Fundr's Convertible Note


We created Fundr to simplify the process of finding, vetting, and funding high-performing startups for investors- and our standardized convertible note is an important part of that process. In our last blog post, we outlined several financial instruments that investors typically employ when funding startups. At Fundr, we believe the right tool for investors and early-stage startups alike is the convertible note, because the debt feature of the convertible note provides investors with more protection than non-debt based tools, like the SAFE note, while still allowing startups to receive funding without debating valuation. We standardize the term sheets not only to even the playing field and fairly represent both sides of the negotiation, but also because it allows us to automate the funding process- meaning, more startups get funded faster. Here’s how Fundr’s convertible note works:


Fundr’s convertible note is indeed a conventional convertible note. With Fundr, the principal amount of the convertible note is set by our algorithm for each startup company. After agreeing on the principal amount of funding the first provision set is the duration, or term of the loan. This is the amount of time between the issuance of the convertible note and its maturity date, which is 24 months for the Fundr convertible note.


During the term of the loan, interest accrues on the principal amount of the loan. Interest is an amount charged for the borrowed money and is usually represented as a percent of the principal amount. Accrued interest on convertible notes is typically calculated using the simple interest method: Principal x Interest Rate x Time. Fundr’s interest rate is 7% per year.


At maturity, the Fundr note provides investors with the option to be paid principal and interest in full or converts into equity upon the election of the majority of the shareholders. Convertible notes may also convert ahead of the maturity date when there is a qualified transaction.
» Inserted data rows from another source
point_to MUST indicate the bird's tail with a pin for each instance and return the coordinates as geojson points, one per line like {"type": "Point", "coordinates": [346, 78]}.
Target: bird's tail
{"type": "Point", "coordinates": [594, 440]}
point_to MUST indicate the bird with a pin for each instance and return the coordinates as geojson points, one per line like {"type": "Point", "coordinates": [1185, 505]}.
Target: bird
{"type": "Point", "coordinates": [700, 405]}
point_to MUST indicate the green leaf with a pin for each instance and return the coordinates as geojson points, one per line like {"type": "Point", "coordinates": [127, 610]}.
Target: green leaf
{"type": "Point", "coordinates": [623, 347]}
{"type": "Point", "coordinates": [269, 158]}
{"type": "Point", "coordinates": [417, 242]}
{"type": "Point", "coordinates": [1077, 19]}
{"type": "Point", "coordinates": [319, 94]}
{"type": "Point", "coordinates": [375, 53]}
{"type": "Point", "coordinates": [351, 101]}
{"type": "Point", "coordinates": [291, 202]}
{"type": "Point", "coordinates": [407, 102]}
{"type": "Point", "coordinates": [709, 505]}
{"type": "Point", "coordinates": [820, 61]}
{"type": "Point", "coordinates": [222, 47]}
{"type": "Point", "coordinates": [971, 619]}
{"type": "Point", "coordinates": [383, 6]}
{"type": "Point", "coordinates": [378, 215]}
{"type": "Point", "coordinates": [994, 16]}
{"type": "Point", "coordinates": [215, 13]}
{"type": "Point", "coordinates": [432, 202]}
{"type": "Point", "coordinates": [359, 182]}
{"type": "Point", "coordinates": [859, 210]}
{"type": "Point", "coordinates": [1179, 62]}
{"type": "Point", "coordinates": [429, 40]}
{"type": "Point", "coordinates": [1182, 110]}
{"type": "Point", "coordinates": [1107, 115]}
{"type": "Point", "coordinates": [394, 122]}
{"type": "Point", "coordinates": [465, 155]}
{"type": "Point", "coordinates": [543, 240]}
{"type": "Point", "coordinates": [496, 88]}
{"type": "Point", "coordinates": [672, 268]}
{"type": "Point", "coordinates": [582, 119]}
A qualified transaction for the Fundr note is an equity round of financing over $500,000. With the Fundr note, conversion by a qualified transaction occurs at the lesser of two pricing options: at a discounted 80% of the price per share in the following round (legal talk for a 20% discount) or by using a valuation cap, whichever one produces the lower price.


If there is no qualified transaction, the Fundr note can be paid off before the maturity date. This happens with a major influx of capital, normally when the company is acquired. In case of an early pay-off, Fundr note investors are offered a 2X liquidation preference, which equates to principal and interest owed plus 2X the principal. This must be paid out before other company owners receive funding from a liquidity event. The provisions above cover the fundamentals of Fundr’s convertible note and are well accepted within the industry.


In Part 3 of this series, we examine simple case studies reviewing convertible note interest calculation, pricing using a discount and a valuation cap, and a 2X liquidation preference payout.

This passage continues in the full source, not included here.